M. Bertrand Hébert. - Ceci est théoriquement vrai. En pratique, toutefois, il est plus facile de gérer la productivité dans des unités de taille moyenne qu'avec des structures de très grande taille. Je pratique beaucoup la voile. On fait virer un swan beaucoup plus vite qu'un porte-avions.

M. Jean Desessard. - Je retiens de cet entretien que l'Apec est efficace parce qu'elle met en oeuvre une relation personnalisée avec les demandeurs d'emploi, de façon spécialisée et parce qu'il s'agit d'une structure souple qui permet d'adapter l'organisation au contexte d'un bassin d'emploi. Pôle emploi est en train de faire le contraire.

Mme Mireille Oudit. - Exactement.

M. Bertrand Hébert. - On a fait beaucoup de reproches à Pôle emploi au cours du processus de fusion, qui a été mis en oeuvre de façon extrêmement rapide. Je connais bien le directeur général, M. Christian Charpy, et je sais dans quelles conditions il a dû conduire ce processus. Je serais donc bien en peine de lui jeter la pierre. Si une petite structure comme la nôtre, que je qualifierai « d'agile », peut aider une structure importante et nécessaire, l'indemnisation n'étant pas une mince affaire à gérer, nous le ferons bien volontiers. C'est la raison pour laquelle nous aurions aimé rester dans la cotraitance. Le rapport de l'Igas prévoit d'ailleurs que nous puissions intervenir en complément de Pôle emploi en menant des actions différentes des siennes.

S'il faut trouver une solution juridique, je suis convaincu que des experts pourront trouver le schéma permettant à un tel modèle de fonctionner en accord avec les textes. Nous pouvons monter des projets avec la puissance publique dans une logique de co-investissement. Peu importe que l'on appelle cela une « subvention », une « compensation » ou par un autre nom. Il faut que le dispositif soit clair sur le plan de la gestion, de la comptabilité et de l'efficacité des services rendus. En tout état de cause, c'est toujours la collectivité qui paiera. Si nous sommes en mesure de définir des axes forts et de les faire valider par les partenaires sociaux, nous pouvons faire des choses intéressantes. Il est dommage que nous ayons trop peu de relations avec les représentants des partenaires sociaux qui siègent au conseil d'administration de Pôle emploi et qui revendiquent d'ailleurs un plus grand pouvoir de gestion de l'institution.
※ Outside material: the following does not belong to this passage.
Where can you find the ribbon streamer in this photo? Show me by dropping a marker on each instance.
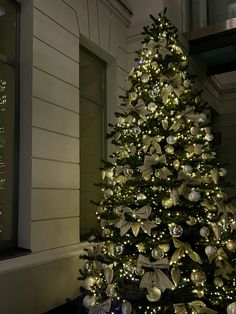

Mme Annie David. - J'ai l'occasion de rencontrer des cadres qui sont demandeurs d'emploi, parfois depuis longtemps. Ils sont naturellement affectés par cette situation et peinent à retrouver un emploi du même niveau que celui qu'ils occupaient. Comment l'Apec parvient-elle à accompagner ces cadres ?

M. Bertrand Hébert. - Nous ne sommes pas les seuls opérateurs. Nous pouvons rechercher auprès d'intervenants spécialisés un accompagnement psychologique ou en termes de formation lorsque cela apparaît nécessaire. Nous restons toujours fortement orientés vers la finalité de la démarche engagée. Nous faisons aussi varier la fréquence des entretiens avec ces personnes, sachant que ces temps-là sont extrêmement structurants pour les personnes qui viennent nous voir.

Enfin, l'Igas a estimé que le niveau des réserves de l'Apec, que les partenaires sociaux avaient souhaité constituer pour sécuriser la structure, était trop élevé. Ces réserves, qui atteignaient à un moment donné 100 millions d'euros, sont réaffectées dans des opérations spécifiques pour les demandeurs d'emploi de longue durée et pour des publics qui rencontrent davantage de difficultés.

M. Claude Jeannerot, président. - Merci pour votre franchise et pour la pertinence de vos propos. Si vous souhaitez compléter votre audition par une contribution écrite, nous en prendrons connaissance avec un grand intérêt.